Later stages of volcanic evolution of La Palma, Canary Islands: Rift evolution, giant landslides, and the genesis of the Caldera de Taburiente

Abstract

The islands of La Palma and El Hierro form the western end of the hotspot-induced Canary Islands chain. Both islands are at present in the earliest and fastest shield-building stage of growth and show many similarities with the Hawaiian Islands. La Palma shows two very distinct phases of volcanic construction: (1) a Pliocene submarine volcanic and intrusive series, interpreted as an uplifted seamount at least 1500 m above present sea level, and (2) a subaerial volcanic series erupted in the past 2 m.y. Taburiente volcano initially formed the northern part of the island and then extended to the south, forming a ridge (Cumbre Nueva Ridge) that was partially destroyed about 560 ka by a giant lateral collapse (the Cumbre Nueva collapse), possibly involving 180–200 km3 of subaerial volcanic material. The northwest boundary of the Cumbre Nueva collapse formed a vertical scarp that, enlarged by headward erosion, formed the spectacular depression of Caldera de Taburiente.

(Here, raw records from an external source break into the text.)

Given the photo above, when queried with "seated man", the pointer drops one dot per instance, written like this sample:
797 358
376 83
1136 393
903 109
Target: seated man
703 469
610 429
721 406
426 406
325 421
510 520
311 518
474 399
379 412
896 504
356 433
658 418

Cumbre Vieja volcano, a north-south elongated rift, forms the southern half of La Palma and constitutes its last stage of growth, including all eruptive activity in the past 125 k.y. Detailed field observations, mapping, and high-precision radiometric dating have allowed reconstruction of the growth and structural changes of the Cumbre Vieja volcano. Interactions between eruption rates, coastal erosion, and glacio-eustatic sea level change allow stratigraphic subdivision of the edifice. The structure of the volcano has been controlled for most of its history by a rift system with a clearly dominant north-south and less-distinct north-east and north-west volcanic rift zones. The rift reorganization of the volcano to a single north-south rift since 7 ka and the opening of faults during the 1949 eruption probably reflect increasing instability of the west flank of the volcano.